Some Mind Boggling IQ Questions

Q. You have 5 jars of pills. Each pill weighs 10 grams, except for contaminated pills contained in one jar, where each pill weighs 9 grams. Given a scale, how could you tell which jar had the contaminated pills in just one measurement?

Solution :

• Follow the steps outlined below:
• Step-1: Mark the jars with numbers 1, 2, 3, 4, and 5.
• Step-2: Take 1 pill from jar 1, take 2 pills from jar 2, take 3 pills from jar 3, take 4 pills from jar 4 and take 5 pills from jar 5.
• Step-3: Put all of the jars on the scale at once and take the measurement.
• Step-4: Now, subtract the measurement from 150 (1*10 + 2*10 + 3*10 + 4*10 + 5*10)
• Step-5: The result will give you the jar number which has the contaminated pills.


Q. One train leaves Los Angeles at 15 MPH heading for New York . Another train leaves from New York at 20mph heading for Los Angeles on the same track.

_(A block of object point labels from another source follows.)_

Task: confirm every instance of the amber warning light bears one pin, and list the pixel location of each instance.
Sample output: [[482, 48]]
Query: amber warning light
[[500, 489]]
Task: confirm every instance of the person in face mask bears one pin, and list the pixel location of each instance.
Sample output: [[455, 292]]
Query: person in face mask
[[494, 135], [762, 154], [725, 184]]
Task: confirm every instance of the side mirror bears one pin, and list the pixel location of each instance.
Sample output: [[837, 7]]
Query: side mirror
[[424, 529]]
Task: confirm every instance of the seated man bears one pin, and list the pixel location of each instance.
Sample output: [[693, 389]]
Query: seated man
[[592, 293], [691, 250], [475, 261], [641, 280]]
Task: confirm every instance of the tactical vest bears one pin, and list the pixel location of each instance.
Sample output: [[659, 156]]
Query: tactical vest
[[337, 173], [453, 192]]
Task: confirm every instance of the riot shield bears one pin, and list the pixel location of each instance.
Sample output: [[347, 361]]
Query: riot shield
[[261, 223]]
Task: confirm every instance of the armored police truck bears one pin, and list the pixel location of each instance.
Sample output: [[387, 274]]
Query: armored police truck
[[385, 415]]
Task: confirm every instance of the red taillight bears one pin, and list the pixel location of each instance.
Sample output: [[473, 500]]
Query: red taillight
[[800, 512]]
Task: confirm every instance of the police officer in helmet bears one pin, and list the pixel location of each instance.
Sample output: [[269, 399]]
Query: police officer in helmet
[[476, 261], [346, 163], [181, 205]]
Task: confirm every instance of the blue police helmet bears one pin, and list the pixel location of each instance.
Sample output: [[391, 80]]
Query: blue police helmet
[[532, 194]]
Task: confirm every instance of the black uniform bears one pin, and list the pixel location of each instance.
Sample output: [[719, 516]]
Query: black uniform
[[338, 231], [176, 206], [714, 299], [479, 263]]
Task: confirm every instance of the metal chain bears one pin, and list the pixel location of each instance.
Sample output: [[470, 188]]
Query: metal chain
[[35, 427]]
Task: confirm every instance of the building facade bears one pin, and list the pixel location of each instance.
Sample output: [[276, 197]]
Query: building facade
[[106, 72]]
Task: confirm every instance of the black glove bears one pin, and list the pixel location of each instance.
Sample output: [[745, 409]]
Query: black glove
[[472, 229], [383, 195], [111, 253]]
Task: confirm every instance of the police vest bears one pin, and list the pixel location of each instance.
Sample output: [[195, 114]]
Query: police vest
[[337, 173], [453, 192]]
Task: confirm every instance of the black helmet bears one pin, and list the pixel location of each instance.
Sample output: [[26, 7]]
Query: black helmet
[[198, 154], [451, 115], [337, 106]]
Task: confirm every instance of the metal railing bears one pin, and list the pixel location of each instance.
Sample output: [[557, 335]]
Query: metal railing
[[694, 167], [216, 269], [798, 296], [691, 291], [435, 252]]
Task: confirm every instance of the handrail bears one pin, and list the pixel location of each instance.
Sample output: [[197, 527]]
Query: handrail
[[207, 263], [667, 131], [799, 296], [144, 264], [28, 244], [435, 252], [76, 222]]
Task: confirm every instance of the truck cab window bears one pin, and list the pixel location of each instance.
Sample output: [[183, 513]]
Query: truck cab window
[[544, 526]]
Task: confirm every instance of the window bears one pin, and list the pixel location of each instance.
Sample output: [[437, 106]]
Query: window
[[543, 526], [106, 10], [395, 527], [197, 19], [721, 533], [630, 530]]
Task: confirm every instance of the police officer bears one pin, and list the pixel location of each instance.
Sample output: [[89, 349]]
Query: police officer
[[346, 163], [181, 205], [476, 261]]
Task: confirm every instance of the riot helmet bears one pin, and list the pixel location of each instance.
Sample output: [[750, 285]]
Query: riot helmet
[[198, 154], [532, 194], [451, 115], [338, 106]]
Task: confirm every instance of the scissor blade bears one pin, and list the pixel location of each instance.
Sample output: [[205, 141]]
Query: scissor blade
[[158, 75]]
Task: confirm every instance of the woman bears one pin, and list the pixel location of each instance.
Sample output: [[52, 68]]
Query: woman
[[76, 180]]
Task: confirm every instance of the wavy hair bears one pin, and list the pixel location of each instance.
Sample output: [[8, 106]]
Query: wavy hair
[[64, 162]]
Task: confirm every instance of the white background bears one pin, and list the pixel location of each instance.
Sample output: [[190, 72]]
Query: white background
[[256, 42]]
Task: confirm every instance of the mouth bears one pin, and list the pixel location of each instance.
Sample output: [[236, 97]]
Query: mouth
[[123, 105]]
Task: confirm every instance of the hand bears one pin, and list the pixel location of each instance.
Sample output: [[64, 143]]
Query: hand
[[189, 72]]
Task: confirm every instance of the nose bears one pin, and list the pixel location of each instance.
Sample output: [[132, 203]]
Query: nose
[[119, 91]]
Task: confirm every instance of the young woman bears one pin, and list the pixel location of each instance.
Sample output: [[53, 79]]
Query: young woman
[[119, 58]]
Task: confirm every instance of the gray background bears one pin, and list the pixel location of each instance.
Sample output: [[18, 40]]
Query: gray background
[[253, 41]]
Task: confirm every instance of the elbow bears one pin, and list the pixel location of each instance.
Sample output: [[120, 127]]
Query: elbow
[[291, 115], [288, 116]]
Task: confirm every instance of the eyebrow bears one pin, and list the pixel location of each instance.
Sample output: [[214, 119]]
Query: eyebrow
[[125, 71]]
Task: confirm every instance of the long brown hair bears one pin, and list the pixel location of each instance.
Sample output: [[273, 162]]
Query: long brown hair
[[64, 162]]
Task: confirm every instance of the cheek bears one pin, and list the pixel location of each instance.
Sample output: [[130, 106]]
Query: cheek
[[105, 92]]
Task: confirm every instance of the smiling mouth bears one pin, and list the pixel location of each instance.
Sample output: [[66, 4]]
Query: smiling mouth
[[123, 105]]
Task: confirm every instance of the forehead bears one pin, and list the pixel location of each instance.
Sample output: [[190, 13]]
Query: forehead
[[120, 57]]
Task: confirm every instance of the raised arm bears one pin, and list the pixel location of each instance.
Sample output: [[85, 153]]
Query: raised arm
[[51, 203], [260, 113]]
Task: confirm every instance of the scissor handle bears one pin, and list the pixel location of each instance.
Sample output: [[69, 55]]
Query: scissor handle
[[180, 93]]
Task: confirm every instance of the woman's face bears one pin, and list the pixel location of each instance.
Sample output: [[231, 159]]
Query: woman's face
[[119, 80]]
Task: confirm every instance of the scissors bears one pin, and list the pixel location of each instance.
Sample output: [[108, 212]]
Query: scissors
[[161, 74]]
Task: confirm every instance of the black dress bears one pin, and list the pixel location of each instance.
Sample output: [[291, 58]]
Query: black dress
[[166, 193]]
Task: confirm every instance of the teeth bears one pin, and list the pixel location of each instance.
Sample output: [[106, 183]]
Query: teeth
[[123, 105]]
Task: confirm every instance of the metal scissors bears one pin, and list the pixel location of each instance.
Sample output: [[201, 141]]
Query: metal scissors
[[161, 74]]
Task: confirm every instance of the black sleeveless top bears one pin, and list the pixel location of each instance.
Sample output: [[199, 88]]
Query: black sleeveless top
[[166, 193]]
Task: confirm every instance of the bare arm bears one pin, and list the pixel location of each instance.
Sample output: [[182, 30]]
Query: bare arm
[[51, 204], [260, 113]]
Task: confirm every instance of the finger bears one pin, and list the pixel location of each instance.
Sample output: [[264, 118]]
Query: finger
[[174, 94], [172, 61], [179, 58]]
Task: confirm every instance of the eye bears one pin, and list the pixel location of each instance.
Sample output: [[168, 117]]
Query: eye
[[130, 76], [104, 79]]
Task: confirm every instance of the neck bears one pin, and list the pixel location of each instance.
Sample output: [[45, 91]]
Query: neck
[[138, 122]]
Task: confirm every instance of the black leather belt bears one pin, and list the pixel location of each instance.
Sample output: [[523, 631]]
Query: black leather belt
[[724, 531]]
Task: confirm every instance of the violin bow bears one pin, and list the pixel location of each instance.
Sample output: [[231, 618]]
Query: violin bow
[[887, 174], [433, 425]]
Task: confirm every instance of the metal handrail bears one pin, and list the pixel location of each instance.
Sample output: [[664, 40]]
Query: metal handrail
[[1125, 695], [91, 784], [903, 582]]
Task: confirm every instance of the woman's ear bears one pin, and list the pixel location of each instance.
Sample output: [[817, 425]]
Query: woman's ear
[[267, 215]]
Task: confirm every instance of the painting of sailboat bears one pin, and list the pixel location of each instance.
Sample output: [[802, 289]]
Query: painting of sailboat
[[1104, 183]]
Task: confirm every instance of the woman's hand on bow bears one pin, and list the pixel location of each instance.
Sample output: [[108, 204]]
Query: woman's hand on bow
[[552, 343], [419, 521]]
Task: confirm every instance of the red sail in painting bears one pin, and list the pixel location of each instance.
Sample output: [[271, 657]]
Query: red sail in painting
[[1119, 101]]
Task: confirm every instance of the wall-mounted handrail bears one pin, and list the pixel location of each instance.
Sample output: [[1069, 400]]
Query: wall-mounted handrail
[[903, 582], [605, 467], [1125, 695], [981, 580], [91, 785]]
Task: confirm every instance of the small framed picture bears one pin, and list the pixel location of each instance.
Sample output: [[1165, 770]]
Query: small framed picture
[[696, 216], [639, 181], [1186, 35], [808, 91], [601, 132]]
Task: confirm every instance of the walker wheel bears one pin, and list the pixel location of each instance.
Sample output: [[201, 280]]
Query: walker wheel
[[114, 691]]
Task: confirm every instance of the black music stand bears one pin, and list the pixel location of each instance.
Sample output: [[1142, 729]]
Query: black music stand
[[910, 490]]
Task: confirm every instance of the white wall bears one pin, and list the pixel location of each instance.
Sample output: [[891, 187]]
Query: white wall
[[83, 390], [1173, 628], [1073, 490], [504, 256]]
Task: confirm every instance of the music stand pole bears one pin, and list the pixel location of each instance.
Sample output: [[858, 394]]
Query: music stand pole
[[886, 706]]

If a bird, flying at 25mph, leaves from Los Angeles at the same time as the train and flies back and forth between the two trains until they collide, how far will the bird have traveled?  
 
Solution :
The distance traveled by the bird can be calculated as:

1. Let's say the distance between LA and NY is d miles.
2. The time before which the trains will collide: d / (15+20) hours.
3. The distance traveled by the bird in that time: (d / 35) * 25 = 5*d/7 miles.

Assumptions made: The bird must follow the line of the track, remain at the same altitude, and the speed must be relative to the ground and not air speed.